The coronavirus pandemic is maintaining its assault on every aspect of society and continuing to deal a body-blow to previously thriving businesses in the United States. The legal betting industry in the US has been especially hard hit as shown by the recent numbers released by participating states. The latest to show intense decline is Pennsylvania, one of the top-3 betting states in the Union.
The Pennsylvania Gaming Control Board came out with its March numbers on Thursday and despite a few unexpected positive signs, the overall results were a clear eye-opener for the state. Pennsylvania's figures follow an obvious downturn that has been consistent with other legal betting
heavyweights and thanks to the shuttering all of their 12 casinos by mid-March, there is no relief in sight. Nevada, Indiana and New Jersey all report steep declines over the same period.
With the sporting world virtually shut down and with casinos closed, it isn't a shock to see states' handles declining. It is the scope of the drops that have raised a few eyebrows. Pennsylvania took in a very respectable $329 million in sports bets in February, usually a month characterized by a slight dip in the number of bets recorded. March on the other hand saw Pennsylvania record just a $131.3 million handle which amounts to an astounding 60% month-on-month drop.
If March Madness betting was available (it would have been the first time in Pennsylvania), it isn’t a stretch to think the state would have reached $370 million in handle with an estimated $19 million in revenue if COVID-19 hadn’t entered the scene. As it stands, Pennsylvania’s March handle was the lowest since August, 2019 when Pennsylvania’s platform was in relative infancy and it had only four online sportsbooks, compared to the nine right now.
Revenues were spared a cliff-like drop thanks in part to a high hold which came in at nearly 13% – double what February’s hold was. Pennsylvania sportsbooks collected $6.9 million in adjusted gross sports betting revenue in March, which was actually an increase from $4.72 million in February – a 45.9% jump.
You can't blame the mobile or iGaming
Pennsylvania has traditionally been one of the leaders in the US with regards to its mobile betting platform and March was no different. Pennsylvania's success in that space may be the reason it will have the ability to bounce back post-COVID. Over 90% of Pennsylvania's overall handle in March or $118.3 million was taken in via mobile apps – the first time ever that any state has recorded north of 90% mobile share in a single month.

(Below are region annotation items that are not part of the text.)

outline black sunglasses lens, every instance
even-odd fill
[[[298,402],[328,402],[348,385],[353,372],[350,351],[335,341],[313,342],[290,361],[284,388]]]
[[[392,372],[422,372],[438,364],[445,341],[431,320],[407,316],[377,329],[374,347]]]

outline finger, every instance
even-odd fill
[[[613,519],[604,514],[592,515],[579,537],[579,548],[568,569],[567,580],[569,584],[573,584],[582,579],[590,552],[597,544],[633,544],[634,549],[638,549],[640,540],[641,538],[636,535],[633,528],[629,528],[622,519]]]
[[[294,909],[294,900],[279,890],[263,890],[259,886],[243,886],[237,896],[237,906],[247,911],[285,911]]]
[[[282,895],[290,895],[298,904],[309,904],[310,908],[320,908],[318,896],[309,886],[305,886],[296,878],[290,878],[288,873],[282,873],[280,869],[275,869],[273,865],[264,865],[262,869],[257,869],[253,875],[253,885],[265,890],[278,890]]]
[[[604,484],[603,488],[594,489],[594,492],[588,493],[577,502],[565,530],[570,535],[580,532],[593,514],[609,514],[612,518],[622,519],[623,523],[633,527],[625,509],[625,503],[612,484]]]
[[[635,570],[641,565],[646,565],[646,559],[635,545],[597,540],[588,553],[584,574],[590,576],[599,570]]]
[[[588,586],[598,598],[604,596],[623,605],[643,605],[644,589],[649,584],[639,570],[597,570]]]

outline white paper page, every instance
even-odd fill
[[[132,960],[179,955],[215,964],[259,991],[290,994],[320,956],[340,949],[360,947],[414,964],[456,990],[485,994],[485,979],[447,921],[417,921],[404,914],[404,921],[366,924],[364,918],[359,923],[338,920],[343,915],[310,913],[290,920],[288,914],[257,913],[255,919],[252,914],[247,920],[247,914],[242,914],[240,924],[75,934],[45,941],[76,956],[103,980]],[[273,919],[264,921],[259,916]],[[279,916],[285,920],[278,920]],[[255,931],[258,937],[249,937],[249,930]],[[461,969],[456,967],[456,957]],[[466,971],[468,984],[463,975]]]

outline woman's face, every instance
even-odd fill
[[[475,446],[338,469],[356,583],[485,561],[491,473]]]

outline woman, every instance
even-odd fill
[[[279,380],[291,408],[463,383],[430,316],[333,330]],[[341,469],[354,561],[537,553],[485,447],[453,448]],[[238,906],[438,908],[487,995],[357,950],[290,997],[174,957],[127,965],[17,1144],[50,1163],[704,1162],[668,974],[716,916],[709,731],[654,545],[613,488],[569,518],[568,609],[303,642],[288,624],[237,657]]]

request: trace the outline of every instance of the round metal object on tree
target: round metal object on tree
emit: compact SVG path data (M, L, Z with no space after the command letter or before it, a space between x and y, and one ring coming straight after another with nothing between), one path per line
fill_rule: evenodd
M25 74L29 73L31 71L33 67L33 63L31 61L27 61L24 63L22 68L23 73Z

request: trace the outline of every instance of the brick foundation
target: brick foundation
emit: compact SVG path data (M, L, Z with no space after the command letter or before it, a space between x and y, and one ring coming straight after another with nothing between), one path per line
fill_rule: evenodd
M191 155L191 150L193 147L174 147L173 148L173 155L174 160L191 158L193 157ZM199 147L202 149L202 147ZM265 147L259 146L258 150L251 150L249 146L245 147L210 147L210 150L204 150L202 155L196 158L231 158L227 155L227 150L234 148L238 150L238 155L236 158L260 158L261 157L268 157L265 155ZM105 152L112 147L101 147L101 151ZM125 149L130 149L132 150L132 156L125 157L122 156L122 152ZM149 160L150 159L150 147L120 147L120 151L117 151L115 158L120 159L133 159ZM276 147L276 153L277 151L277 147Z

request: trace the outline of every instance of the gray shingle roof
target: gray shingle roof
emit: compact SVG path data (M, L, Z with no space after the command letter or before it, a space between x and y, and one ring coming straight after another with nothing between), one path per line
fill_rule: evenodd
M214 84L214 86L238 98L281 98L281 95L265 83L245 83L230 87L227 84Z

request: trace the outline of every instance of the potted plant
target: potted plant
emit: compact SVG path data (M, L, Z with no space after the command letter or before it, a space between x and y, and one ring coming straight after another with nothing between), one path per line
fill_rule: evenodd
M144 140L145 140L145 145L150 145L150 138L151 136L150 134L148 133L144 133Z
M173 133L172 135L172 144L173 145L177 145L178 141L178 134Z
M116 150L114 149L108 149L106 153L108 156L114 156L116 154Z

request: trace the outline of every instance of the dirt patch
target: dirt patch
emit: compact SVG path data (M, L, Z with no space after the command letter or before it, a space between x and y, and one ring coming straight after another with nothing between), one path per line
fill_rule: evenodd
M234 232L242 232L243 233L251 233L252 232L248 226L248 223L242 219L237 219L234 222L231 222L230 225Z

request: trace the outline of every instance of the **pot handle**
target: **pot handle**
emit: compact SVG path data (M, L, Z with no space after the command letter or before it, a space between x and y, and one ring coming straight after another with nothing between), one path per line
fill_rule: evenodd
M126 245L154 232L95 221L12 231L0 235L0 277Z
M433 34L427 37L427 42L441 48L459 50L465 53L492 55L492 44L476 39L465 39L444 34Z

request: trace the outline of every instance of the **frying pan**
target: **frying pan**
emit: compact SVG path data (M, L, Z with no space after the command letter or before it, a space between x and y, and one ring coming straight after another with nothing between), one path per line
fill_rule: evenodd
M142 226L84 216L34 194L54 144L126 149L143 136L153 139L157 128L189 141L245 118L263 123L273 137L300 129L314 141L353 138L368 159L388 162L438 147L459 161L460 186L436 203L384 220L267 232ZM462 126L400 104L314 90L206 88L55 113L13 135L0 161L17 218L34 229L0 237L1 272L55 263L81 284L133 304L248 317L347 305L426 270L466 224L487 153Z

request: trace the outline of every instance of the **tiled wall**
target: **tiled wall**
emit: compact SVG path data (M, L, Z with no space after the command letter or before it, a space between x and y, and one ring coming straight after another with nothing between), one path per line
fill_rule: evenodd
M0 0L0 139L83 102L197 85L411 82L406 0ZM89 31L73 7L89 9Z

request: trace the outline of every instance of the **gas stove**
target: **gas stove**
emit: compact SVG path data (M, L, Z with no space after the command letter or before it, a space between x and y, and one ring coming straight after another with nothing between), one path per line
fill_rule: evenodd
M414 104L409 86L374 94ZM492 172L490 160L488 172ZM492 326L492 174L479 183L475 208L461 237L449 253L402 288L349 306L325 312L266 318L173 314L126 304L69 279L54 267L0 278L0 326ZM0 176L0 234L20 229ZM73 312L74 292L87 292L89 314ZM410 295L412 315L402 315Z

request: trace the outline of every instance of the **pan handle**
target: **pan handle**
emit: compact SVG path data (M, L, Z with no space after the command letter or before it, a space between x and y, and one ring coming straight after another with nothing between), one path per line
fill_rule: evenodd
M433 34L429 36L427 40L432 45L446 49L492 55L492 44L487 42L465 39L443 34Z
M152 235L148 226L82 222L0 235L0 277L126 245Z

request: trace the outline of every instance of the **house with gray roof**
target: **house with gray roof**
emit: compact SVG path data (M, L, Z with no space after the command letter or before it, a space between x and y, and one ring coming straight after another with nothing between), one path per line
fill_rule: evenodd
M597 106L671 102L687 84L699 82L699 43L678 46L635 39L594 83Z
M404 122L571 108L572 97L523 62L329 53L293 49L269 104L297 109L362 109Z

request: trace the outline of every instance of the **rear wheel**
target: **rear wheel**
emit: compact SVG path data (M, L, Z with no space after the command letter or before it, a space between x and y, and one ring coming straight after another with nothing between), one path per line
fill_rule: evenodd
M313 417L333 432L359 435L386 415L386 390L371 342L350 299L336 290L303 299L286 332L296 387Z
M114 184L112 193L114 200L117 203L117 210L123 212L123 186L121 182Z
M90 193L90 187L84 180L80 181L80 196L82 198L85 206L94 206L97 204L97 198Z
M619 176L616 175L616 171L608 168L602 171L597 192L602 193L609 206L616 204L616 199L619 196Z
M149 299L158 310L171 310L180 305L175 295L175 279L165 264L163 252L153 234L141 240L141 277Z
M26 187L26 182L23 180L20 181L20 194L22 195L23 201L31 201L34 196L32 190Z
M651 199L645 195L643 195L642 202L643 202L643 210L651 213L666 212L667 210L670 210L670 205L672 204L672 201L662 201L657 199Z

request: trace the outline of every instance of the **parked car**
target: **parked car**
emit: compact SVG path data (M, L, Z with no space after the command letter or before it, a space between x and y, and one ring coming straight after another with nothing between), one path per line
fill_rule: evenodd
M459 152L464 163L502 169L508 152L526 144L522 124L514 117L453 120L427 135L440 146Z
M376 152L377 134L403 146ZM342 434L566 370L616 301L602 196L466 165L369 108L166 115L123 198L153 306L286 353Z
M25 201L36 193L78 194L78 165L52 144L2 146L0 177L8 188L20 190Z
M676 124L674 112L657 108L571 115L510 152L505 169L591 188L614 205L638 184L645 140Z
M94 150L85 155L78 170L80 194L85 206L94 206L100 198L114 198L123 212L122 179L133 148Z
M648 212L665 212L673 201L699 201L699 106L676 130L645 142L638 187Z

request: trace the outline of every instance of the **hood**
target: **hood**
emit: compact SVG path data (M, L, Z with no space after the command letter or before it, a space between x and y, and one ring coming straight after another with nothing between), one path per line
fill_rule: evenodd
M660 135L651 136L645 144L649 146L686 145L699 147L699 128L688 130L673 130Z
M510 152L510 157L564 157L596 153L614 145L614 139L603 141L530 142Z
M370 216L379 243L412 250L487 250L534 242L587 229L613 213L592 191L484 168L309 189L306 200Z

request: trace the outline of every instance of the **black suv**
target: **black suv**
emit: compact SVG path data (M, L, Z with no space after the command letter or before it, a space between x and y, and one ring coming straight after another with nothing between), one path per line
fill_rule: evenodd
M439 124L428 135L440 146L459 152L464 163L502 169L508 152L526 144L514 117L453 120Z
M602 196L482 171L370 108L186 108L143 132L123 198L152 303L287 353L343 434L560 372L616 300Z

Another huge reason that Pennsylvania's sportsbooks were able to record any type of revenue at all was the performance of online poker, which is available in just four states including Pennsylvania. The state’s online poker revenue in March 2020 and $3,133,019, an impressive 71.2% increase. iGaming was also strong. Gross revenue for iGaming in March in Pennsylvania was $24,265,720. That's a 24.5% increase over February's $19,490,815 – those figures include online slots, poker and table games.
Fears for April
March’s numbers were certainly miserable but April’s will be worse. March saw at least half a month of regular sports betting and April likely won’t see one day of Major Sports or a return to normal traffic for sportsbooks around the world.
You can’t expect NFL Draft, eSports betting and Table Tennis to carry Pennsylvania sportsbooks for April and while there is a ton of optimism with those events, they definitely won’t replicate real action by real athletes. It looks like online poker, eSports and iGaming will have to float the Pennsylvania sports betting scene’s for April and perhaps beyond.